Pahala menggunung tak ada artinya tanpa diikuti dengan akhlak yang
baik. Baiknya pemahaman agama seseorang dibuktikan dengan baiknya
akhlak dan perilaku. Rasulullah pernah bersabda, "Kebanyakan yang
menjadikan manusia masuk surga adalah takwa kepada Allah dan akhlak
yang mulia." (HR Ahmad).
Sebagaimana kisah berangkat haji
seorang tabi’in, Ali bin Muwaffaq. Dari 60 ribu jamaah haji yang datang
ke Tanah Suci, hanya haji Ali bin Muwaffaq seorang yang mabrur.
Padahal, sebenarnya ia tak pernah menginjakkan kaki di Tanah Suci. Ali
menemukan satu keluarga yang kelaparan dalam perjalanan hajinya dari
Damaskus. Ia pun membatalkan perjalanan hajinya dan memberikan bekalnya
kepada orang yang kelaparan itu.
Kisah masyhur yang ditulis
Abdullah bin Mubarak ini mengisyaratkan, tak ada artinya ibadah sehebat
apa pun tanpa peduli dengan kondisi sosial. Betapa banyak mereka yang
pulang pergi ke Tanah Suci, namun tetangganya sendiri berada dalam
kesusahan. Apa artinya seorang Muslim berangkat haji dari lingkungan
yang melarat dan kelaparan.
Ibadah haji sebagai rukun Islam
terakhir menjadi ibadah tertinggi di sisi Allah. Tak ada balasan yang
lebih pantas bagi seorang yang mendapatkan haji mabrur, kecuali surga.
Namun pada kenyataannya, kepedulian sosial jauh lebih mahal harganya
dari ibadah individual. Menyakiti orang lain bisa menghapuskan nilai
ibadah yang telah susah payah di perjuangkan.
Kepedulian
seorang Ali bin Muwaffaq telah menuntunnya mendapatkan haji mabrur.
Kendati tak pernah menginjakkan kaki di Tanah Suci, ia diberikan hadiah
haji mabrur dari Sang Khaliq. Memperlihatkan akhlak yang baik
merupakan bukti kesempurnaan ibadah seseorang.
Allah SWT tak
menginginkan hasil, Ia hanya melihat prosesnya saja. Proses perjalanan
haji seorang Ali bin Muwaffaq telah memperlihatkan akhlak yang agung.
Itulah alasannya ia mendapatkan balasan yang baik dari perjalanan
hajinya. Rasulullah SAW dikenal sebagai orang yang paling baik
akhlaknya. Lisannya tak pernah menghardik apalagi menyakiti orang lain.

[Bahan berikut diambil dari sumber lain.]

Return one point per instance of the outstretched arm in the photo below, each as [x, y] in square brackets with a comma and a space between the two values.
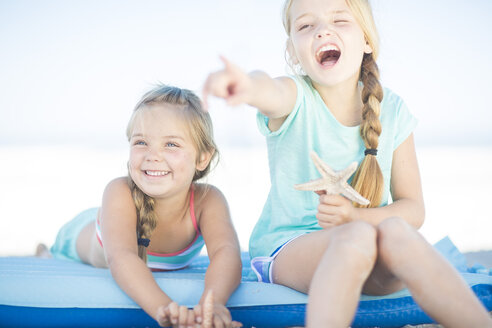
[275, 98]
[118, 221]
[224, 272]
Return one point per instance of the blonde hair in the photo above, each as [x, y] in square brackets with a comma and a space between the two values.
[368, 179]
[201, 132]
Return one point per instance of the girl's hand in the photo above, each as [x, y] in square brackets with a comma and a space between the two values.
[175, 316]
[334, 210]
[230, 83]
[221, 317]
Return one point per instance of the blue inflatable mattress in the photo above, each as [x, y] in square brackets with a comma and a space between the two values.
[37, 292]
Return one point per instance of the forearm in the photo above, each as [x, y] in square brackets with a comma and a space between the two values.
[410, 210]
[223, 274]
[137, 281]
[270, 96]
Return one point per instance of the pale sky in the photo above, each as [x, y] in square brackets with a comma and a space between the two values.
[71, 71]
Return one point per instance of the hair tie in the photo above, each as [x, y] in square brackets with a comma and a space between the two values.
[143, 242]
[371, 151]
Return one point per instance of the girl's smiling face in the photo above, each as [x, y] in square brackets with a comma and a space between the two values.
[326, 40]
[163, 157]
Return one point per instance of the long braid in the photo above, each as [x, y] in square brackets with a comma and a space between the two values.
[368, 180]
[146, 218]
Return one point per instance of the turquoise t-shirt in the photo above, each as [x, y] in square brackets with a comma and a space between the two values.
[311, 126]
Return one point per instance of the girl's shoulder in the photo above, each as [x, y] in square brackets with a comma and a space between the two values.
[118, 187]
[207, 195]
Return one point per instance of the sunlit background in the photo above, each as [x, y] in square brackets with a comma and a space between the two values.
[71, 72]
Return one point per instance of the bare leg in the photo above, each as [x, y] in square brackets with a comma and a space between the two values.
[331, 265]
[88, 247]
[433, 282]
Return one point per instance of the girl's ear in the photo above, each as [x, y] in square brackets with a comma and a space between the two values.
[367, 48]
[204, 160]
[291, 53]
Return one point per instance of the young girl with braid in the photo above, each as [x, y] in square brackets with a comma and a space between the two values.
[323, 244]
[159, 217]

Sikap dan tindak tanduk Beliau senantiasa disukai, baik kawan maupun
lawan. Tak pernah Rasulullah melukai siapa pun.
Baiknya
hubungan vertikal kepada Allah SWT harus dipadu dengan hubungan
horizontal kepada sesama manusia. Keindahan Islam terlihat dari
keagungan akhlak para penganutnya. Mereka yang dilembutkan hatinya
(mualaf) terbuka untuk menerima Islam sebagai agamanya kebanyakan
karena melihat keindahan akhlak yang dituntunkan Islam.